Fecho os olhos e volto a dormir, acordo com alguém mexendo em meus olhos e com uma luz amarela direcionada em meu olho direito.
-Oi, Amélia, tudo bem, eu sou a doutora Ana, estou cuidando de você, por favor, não tente falar, você passou por uma cirurgia delicada em seu maxilar, você teve algumas costelas fraturadas, mas você ficará bem, estamos cuidando de tudo, a polícia já veio aqui algumas vezes para tentar conversar com você, mas eu já disse a eles que você não está em condições agora, está bem? Procure apenas descansar, o seu namora já depôs sobre o fato ocorrido, é triste a forma como estamos desprotegidos em uma cidade violenta como essa, mas agora você está segura, vou deixar você descansar.
Sinto os meus olhos pesarem e mais uma vez adormeço.
 Os dias se passaram e eu me recuperei, os meus pais vieram me visitar ao saber do ocorrido, chegou o dia de tirar a atadura da minha cabeça, o meu maxilar já está totalmente recuperado. Recebi alta e voltei para casa, ao chegar em casa me deparei com uma grande surpresa de boas-vindas preparadas pelo João. Ele encheu a minha casa com flores vermelhas e colocou uma faixa na parede escrita, “bem-vinda, meu amor”, e um bolo de dois andares sobre a mesa em formado de coração.
Minha mãe aplaudiu a atitude do seu genro e sussurrou para mim – quanta sorte você tem por ter conquista um rapaz tão gentil e carismático, minha filha, eu o adorei.
Respirei fundo e João veio até mim e me abraçou, deu-me um selinho e eu não retribui. E logo ele falou, -o que foi amor, você está se sentindo bem? Há já sei, deve estar se sentindo cansada, tudo bem amor, pode tomar um banho e se deitar um pouco, estarei aqui junto aos seus pais.
-É filha, o João tem razão, foram longos dias de internação, você deve estar muito cansada, toma um banho e se deite, qualquer coisa pode nos chamar – meu pai fala com carinho.
-É, estou cansada mesmo, João você já pode ir, quero aproveitar um pouco a visita dos meus pais – respondo com frieza.
-Tudo bem amor, se você prefere assim. Foi um prazer imenso conhecer a senhora dona Ana Rosa e o senhor Gildo, espero em outro momento revê-los. Estou indo amor, amanhã eu volto para ver como você está – ele se aproxima e tenta me beijar, viro o rosto.
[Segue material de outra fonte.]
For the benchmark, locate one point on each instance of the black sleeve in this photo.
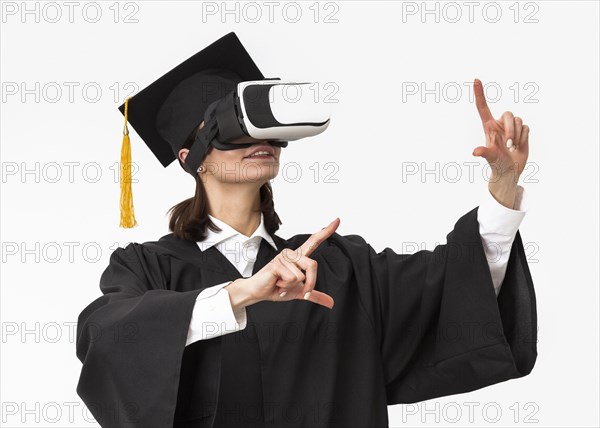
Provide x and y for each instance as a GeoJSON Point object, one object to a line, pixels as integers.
{"type": "Point", "coordinates": [440, 327]}
{"type": "Point", "coordinates": [131, 341]}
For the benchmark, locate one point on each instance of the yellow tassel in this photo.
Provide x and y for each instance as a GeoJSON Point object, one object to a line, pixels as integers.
{"type": "Point", "coordinates": [127, 214]}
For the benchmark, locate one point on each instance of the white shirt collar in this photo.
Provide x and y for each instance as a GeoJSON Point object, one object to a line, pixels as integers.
{"type": "Point", "coordinates": [227, 232]}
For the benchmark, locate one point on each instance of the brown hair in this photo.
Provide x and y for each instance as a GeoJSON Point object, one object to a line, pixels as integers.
{"type": "Point", "coordinates": [189, 218]}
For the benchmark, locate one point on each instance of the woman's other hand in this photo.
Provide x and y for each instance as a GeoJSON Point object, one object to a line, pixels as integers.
{"type": "Point", "coordinates": [290, 275]}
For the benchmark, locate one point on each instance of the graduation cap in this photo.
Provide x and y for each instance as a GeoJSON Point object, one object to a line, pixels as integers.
{"type": "Point", "coordinates": [168, 110]}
João fica sem jeito e anda direto para porta saindo e nos deixando sozinhos. Infelizmente a minha atitude feriu o ego do meu namorado, e ele ficou vigiando a minha casa todos os dias, monitorando tudo o que meus pais e eu fazíamos.
Após uma semana, meus pais voltaram para casa e eu fiquei sozinha, por um instante pensei que João tinha entendido que eu não queria mais nada com ele, baixei a guarda passei a me sentir confortável em casa e feliz com a minha solitude.
Estava tudo bem, excerto pelo fato que eu estava sendo vigiada o tempo todo e não percebi. João estava cego de raiva quando entrou em minha casa pela porta da frente, afinal, eu tinha dado uma chave a ele e esse erro foi fatal.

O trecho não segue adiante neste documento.